Prove that there are infinitely many integers $k\geqslant 2024$ for which there exists a set $\{a_1,\ldots,a_k\}$ with the following properties: $a_1{}$ is a positive integer and $a_{i+1}=a_i+1$ for all $1\leqslant i<k,$ and $2(a_1\cdots a_{k-2}-1)^2$ is divisible by $2(a_1+\cdots+a_k)+a_1-a_1^2.$ (Proposed by Prajit Adhikari, Nepal)
Problem
Source: 2024 Nepal TST P3
Tags: number theory
12.04.2024 18:40
P1 and P3 are number theory?
12.04.2024 18:53
Mathological03 wrote: P1 and P3 are number theory? 5 problems in total for 5 hours
12.04.2024 19:27
Let $a_i=x+i-1$, so $2(a_1+\cdots+a_k)+a_1-a_1^2=(2x+k-1)k+x-x^2=-x^2+x(2k+1)+k(k-1)$. The discriminant of $(-x^2+x(2k+1)+k(k-1))-2$ is $(2k+1)^2+4(k^2-k-2)=8k^2-7$ which is a square infinitely often.
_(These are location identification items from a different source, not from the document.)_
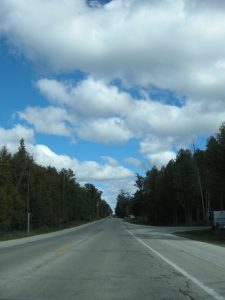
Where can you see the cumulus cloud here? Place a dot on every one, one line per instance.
(85, 171)
(98, 111)
(11, 137)
(171, 44)
(174, 45)
(48, 120)
(136, 162)
(157, 151)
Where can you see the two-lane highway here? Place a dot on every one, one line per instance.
(111, 259)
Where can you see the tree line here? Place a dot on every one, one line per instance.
(185, 191)
(50, 198)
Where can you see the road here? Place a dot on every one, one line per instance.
(111, 259)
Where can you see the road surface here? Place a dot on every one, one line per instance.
(111, 259)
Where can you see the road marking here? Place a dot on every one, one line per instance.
(205, 288)
(66, 248)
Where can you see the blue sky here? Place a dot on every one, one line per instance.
(110, 88)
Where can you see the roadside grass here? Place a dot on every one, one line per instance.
(5, 236)
(216, 237)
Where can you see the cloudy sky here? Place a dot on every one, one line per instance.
(110, 88)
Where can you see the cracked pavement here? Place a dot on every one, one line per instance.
(103, 261)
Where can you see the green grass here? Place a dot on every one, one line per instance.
(5, 236)
(216, 237)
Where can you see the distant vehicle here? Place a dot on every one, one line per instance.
(219, 219)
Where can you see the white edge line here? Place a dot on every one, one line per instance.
(205, 288)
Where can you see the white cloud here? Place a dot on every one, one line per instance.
(136, 162)
(176, 45)
(11, 137)
(89, 98)
(171, 44)
(157, 151)
(85, 171)
(48, 120)
(97, 111)
(111, 130)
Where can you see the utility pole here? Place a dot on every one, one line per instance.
(199, 183)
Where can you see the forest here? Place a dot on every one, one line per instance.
(43, 196)
(185, 191)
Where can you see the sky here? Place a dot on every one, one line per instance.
(110, 88)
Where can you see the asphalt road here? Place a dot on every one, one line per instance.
(111, 259)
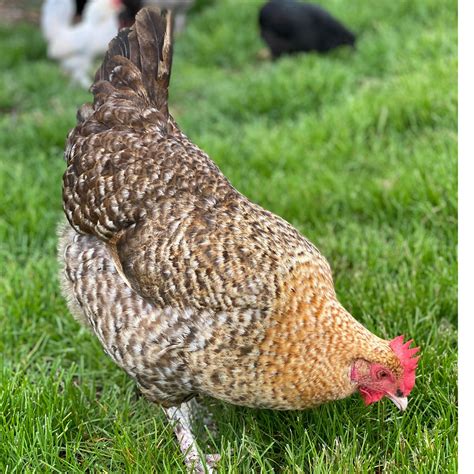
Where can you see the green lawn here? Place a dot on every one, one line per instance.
(357, 150)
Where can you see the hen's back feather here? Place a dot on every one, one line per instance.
(178, 231)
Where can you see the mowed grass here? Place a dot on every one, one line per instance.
(357, 149)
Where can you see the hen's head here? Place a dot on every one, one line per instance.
(392, 376)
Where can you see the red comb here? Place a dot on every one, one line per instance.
(408, 361)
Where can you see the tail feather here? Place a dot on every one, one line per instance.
(147, 44)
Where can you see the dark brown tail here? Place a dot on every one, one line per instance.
(148, 45)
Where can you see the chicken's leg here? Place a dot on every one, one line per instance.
(182, 417)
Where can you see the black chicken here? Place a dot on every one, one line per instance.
(289, 27)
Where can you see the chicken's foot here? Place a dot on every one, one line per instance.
(182, 417)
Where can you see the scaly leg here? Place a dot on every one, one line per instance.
(182, 417)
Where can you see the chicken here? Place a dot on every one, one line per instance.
(290, 27)
(190, 287)
(76, 45)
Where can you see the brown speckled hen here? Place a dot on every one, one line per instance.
(189, 286)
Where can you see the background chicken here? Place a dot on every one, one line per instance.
(288, 26)
(76, 45)
(190, 287)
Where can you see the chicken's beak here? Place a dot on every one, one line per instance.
(401, 402)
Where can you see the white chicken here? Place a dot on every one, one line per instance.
(76, 45)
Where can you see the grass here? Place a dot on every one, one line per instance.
(357, 150)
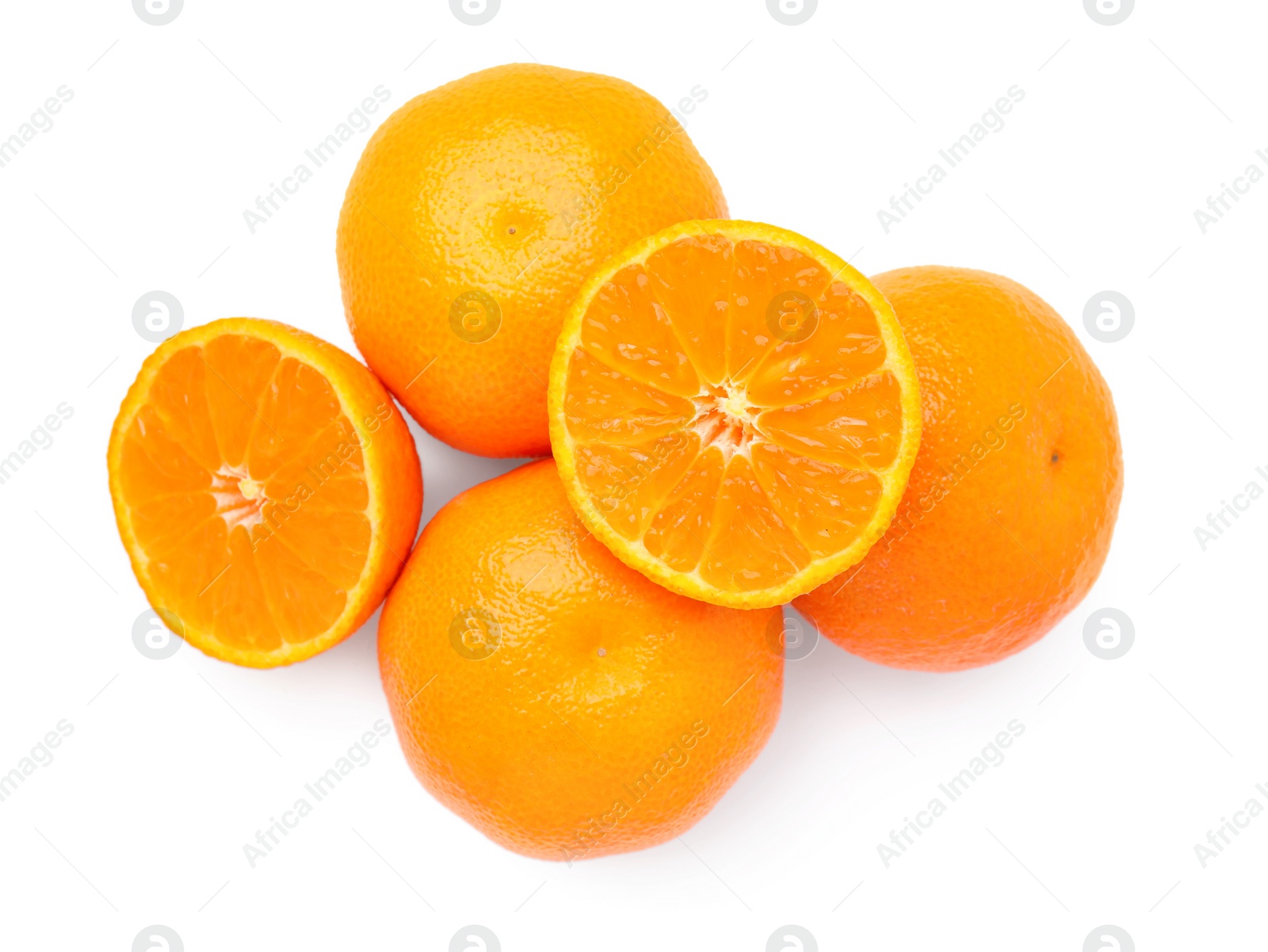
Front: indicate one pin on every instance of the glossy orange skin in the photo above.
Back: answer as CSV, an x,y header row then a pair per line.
x,y
1012,501
515,182
544,743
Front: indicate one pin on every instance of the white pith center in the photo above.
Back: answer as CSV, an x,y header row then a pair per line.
x,y
239,499
726,419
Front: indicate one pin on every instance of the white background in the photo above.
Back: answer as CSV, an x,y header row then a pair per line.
x,y
1092,184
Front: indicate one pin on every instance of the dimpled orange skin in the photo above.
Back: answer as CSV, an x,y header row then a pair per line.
x,y
517,182
604,687
1012,501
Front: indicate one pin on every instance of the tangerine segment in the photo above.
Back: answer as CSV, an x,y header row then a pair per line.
x,y
265,487
733,411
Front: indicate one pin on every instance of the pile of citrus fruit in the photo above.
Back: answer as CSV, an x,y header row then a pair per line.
x,y
583,654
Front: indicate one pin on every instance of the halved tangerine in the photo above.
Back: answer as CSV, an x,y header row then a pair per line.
x,y
266,490
733,411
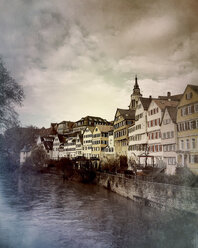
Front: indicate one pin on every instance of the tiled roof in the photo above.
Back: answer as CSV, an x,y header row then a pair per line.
x,y
172,98
127,114
91,128
48,145
104,128
26,148
145,102
172,112
162,104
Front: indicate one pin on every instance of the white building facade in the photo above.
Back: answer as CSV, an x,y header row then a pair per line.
x,y
169,138
138,137
87,142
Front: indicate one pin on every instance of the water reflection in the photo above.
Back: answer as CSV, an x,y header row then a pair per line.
x,y
43,211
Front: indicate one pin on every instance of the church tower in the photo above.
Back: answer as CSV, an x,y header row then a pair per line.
x,y
135,95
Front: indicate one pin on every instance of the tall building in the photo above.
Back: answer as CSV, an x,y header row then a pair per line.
x,y
89,121
155,112
138,138
100,139
187,123
169,138
135,95
87,142
124,118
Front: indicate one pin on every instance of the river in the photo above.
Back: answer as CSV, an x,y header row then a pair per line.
x,y
44,211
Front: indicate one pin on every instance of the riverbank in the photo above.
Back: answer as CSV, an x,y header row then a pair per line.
x,y
147,193
158,195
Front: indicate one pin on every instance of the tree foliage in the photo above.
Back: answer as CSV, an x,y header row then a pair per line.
x,y
11,93
38,156
14,139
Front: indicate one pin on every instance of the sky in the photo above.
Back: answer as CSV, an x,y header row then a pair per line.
x,y
79,57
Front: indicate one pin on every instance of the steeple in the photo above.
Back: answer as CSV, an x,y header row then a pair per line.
x,y
135,95
136,89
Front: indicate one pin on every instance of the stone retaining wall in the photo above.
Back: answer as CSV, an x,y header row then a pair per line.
x,y
151,193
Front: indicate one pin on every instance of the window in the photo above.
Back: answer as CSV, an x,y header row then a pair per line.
x,y
189,110
187,144
189,95
193,159
196,107
182,145
193,144
172,161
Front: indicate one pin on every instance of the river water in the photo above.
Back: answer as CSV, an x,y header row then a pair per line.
x,y
44,211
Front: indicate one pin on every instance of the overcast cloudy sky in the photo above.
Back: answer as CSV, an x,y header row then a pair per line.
x,y
79,57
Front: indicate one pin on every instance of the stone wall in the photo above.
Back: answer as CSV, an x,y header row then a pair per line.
x,y
151,193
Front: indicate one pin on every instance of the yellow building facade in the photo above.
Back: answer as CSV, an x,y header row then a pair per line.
x,y
100,139
124,118
187,125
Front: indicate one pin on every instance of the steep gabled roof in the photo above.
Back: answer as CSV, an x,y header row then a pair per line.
x,y
162,104
172,112
127,114
104,128
48,145
172,98
90,128
26,148
61,138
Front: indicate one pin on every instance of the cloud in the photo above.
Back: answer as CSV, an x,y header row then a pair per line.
x,y
79,57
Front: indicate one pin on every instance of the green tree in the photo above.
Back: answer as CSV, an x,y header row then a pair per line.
x,y
38,157
11,94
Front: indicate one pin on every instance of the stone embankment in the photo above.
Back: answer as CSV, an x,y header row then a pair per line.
x,y
153,194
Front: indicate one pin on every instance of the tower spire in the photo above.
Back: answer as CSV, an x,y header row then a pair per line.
x,y
136,86
135,95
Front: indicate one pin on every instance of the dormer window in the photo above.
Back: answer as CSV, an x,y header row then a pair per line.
x,y
188,96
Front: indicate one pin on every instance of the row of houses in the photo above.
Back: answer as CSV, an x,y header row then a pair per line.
x,y
161,131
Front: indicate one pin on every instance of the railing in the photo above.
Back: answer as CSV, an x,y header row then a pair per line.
x,y
149,179
128,176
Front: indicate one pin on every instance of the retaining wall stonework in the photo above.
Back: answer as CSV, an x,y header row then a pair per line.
x,y
151,193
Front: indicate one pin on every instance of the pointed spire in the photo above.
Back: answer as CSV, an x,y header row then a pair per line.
x,y
136,86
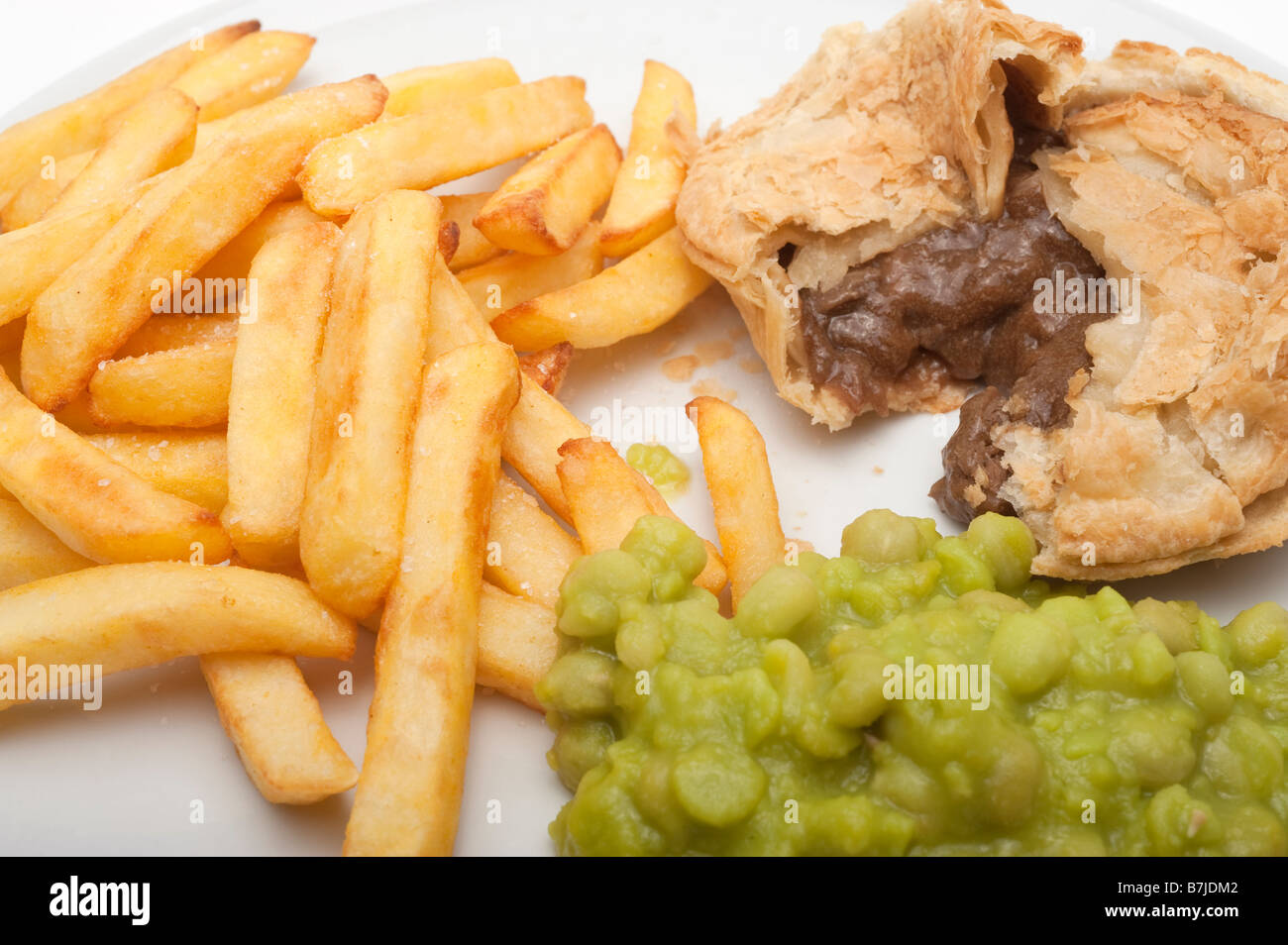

Therefore, for infinitely many $k$, there exists an $x$ such that $2(a_1+\cdots+a_k)+a_1-a_1^2=2$ which divides $2(a_1\cdots a_{k-2}-1)^2$.
16.04.2024 06:03
If we take $k = p \geq 2024$ and $a_1 = p+1$; with $p$ being prime, then we get the set $A=\{p+1, p+2, ..., 2p\}$. In the numerator by wilson's throrem, we get: $$\prod_{i=1}^{k-2}a_i \equiv \prod_{i=1}^{p-2} i = (p-2)! \equiv 1 \pmod{p}$$$$\iff \text{numerator} \equiv 0 \pmod{2p^2}$$Now for the denominator: $$2 \times (a_1 + a_2 + \dots + a_k) - a_1^2 + a_1 = 2 k \times a_1 + 2 \times \frac{k(k-1)}{2} - a_1^2 + a_1$$$$\iff \text{denominator} = 2p(p+1) + p(p-1) - (p+1)^2 + (p+1) = 2p^2$$This suffices as there are infinitely many primes greater than 2024 and for each of them, the quantity is an integer. Remark: the denominator is just twice the quantity, $$\sum_{i=n+1}^{2n} i - \sum_{i=1}^{n} i= n ^2$$Which is always a perfect square, We just have n=p.